About 300 survivors of the Auschwitz-Birkenau Nazi concentration camp gathered Tuesday at the site in Poland to pay their respects to victims who perished in gas chambers or from inhumane treatment and disease.

When the death camp was liberated on January 27, 1945, by the Soviet Army, soldiers found 7,000 prisoners, among them 130 children.

German Chancellor Angela Merkel said Monday it was a "disgrace" that Jews in Germany faced insults, threats and violence. Merkel joined survivors in a commemorative ceremony marking the 70th anniversary of the liberation of the most notorious Nazi death camps of World War II.

Before departing for Poland, German President Joachim Gauck told the parliament in Berlin the lessons of the crimes of Auschwitz were "woven into the texture of our national identity.'' From the "guilt and shame and remorse'' of the Nazi genocide, modern Germany has become a champion of human rights and equality, he said.

Other world leaders and dignitaries, the presidents of Poland, Israel, and France, Pope Francis and U.N. Secretary General Ban Ki-Moon, have marked the occasion.

But this may be the last time witnesses of the Holocaust participate in a major ceremony, since the youngest of them are in their 70s. They returned to Auschwitz to pay tribute to victims and tell their stories.

“None of us believed that people worked in the mud, that when someone could not work they were shot, that there were piles of bodies. After I arrived, I did not need to imagine, I saw it. That is why after the war I could not come here for 50 years. Because I did not see people, I only saw prisoners or bodies or the smoking chimneys of crematoriums,” said Alina Dabrowska, who was just a child when she arrived at Auschwitz.


For another survivor, the 88-year-old David Wisnia, "It is a lifetime ago really" that brings back shocking memories.

"Last night sleeping ... I had a horrible dream and woke up and looked out the window and sort of thought that I was back in Birkenau in cell block 14 where I started in 1942," Wisnia said.

The 79-year-old Róża Krzywobłocka-Laurow from Poland was sent to Auschwitz in 1944 when she was only eight-years-old. "If I survived it was to warn against this ever happening again," she said at the bullet-riddled "Wall of Death", where the Nazis shot thousands.

As part of Adolf Hitler's genocide plan against European Jews, called the "Final Solution", more than 1.3 million people were sent to Auschwitz-Birkenau in the occupied southern Polish town of Oswiecim between June 1940 and January 1945.

About 1.1 million of them, mainly European Jews, perished in the gas chambers or from starvation and disease. The Nazis killed 6 million of pre-war Europe's 11 million Jews.

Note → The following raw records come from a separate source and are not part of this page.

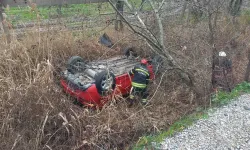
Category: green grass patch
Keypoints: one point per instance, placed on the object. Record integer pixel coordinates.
(218, 99)
(25, 14)
(222, 97)
(184, 122)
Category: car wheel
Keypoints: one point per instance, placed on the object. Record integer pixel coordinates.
(129, 52)
(157, 63)
(104, 81)
(76, 64)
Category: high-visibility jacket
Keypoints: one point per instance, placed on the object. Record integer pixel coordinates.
(141, 76)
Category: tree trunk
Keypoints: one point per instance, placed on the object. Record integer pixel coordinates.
(118, 22)
(248, 68)
(5, 25)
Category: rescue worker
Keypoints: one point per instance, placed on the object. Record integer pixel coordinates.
(139, 82)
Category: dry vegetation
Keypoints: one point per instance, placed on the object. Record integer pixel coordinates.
(36, 114)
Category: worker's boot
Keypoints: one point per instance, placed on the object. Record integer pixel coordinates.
(130, 101)
(144, 102)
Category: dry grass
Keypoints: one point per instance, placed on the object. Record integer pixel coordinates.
(35, 114)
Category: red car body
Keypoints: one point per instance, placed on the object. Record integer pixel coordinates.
(91, 97)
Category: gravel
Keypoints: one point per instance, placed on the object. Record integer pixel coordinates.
(227, 128)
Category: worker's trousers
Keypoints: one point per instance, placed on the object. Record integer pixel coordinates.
(142, 92)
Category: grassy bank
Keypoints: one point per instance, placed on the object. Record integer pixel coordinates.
(218, 99)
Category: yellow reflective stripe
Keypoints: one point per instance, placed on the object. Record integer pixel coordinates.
(138, 85)
(142, 71)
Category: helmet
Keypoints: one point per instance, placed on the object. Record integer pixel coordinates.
(144, 61)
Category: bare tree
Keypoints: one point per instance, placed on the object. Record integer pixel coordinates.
(248, 68)
(234, 7)
(3, 21)
(118, 22)
(155, 42)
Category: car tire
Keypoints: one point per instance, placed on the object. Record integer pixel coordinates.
(105, 81)
(157, 63)
(76, 64)
(129, 51)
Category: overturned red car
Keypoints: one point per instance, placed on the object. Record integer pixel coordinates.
(94, 83)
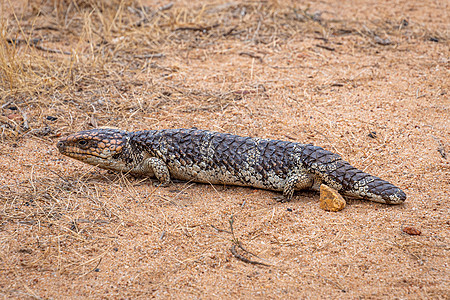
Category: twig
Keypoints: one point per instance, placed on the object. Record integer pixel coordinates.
(35, 43)
(144, 19)
(252, 55)
(236, 242)
(325, 47)
(203, 29)
(152, 55)
(244, 259)
(39, 47)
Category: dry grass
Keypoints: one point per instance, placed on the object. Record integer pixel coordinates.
(328, 73)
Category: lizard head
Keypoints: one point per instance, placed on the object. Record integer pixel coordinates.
(104, 148)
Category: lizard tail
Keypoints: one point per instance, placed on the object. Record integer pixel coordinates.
(339, 174)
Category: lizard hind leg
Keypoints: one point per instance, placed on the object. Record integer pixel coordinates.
(297, 181)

Vice President Joe Biden said, "We mark this milestone at a moment when too many hearts in too many places are still full of the hatred that seeks to eliminate innocent life on the basis of religion, ethnicity, or identity. Recent violent attacks against Jews in France and elsewhere in Europe make unmistakably clear that the scourge of anti-Semitism persists and must be confronted.

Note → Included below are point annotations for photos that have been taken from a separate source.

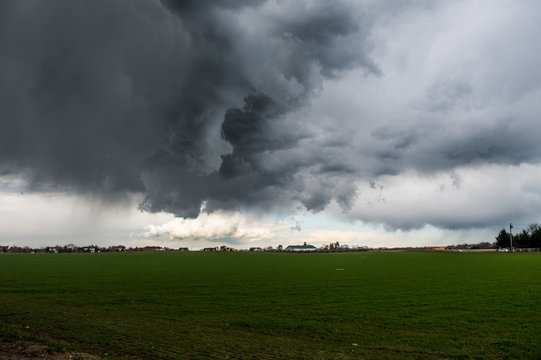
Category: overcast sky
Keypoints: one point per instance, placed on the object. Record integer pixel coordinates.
(244, 122)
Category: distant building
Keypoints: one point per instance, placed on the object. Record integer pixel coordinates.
(301, 248)
(434, 248)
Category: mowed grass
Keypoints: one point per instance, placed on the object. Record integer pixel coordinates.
(195, 305)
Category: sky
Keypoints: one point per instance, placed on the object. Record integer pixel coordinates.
(259, 122)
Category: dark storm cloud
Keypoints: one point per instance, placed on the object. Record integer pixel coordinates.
(178, 100)
(266, 104)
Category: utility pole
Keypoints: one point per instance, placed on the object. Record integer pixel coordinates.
(511, 236)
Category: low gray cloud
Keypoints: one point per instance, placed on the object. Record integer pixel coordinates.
(260, 104)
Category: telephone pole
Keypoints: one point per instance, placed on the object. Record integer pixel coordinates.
(511, 236)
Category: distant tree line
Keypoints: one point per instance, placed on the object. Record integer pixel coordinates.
(528, 238)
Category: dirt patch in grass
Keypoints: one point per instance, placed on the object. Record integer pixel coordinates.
(27, 350)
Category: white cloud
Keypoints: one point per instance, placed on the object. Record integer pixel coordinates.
(221, 226)
(480, 196)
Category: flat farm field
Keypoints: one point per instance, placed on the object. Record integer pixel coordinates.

"Tom Lantos, a Holocaust survivor who served with honor in the United States Congress, used to say, 'The veneer of civilization is paper thin. We are its guardians. We can never rest.' We have to reclaim the words 'never again.' It must be more than a lament. It must remain our commitment," said Biden.

Steven Spielberg, the Oscar-winning director for the Holocaust drama "Schindler's List", condemned "the growing effort to banish Jews from Europe," in a statement before departing for Poland. He has videotaped and has taken testimonies of 58,000 survivors.

With their compelling stories of nightmares and flashbacks from perhaps the most horrendous life experience in the history of mankind, the survivors of the Holocaust convey above all a very strong and powerful message, "let us not forget, for that not to be ever repeated."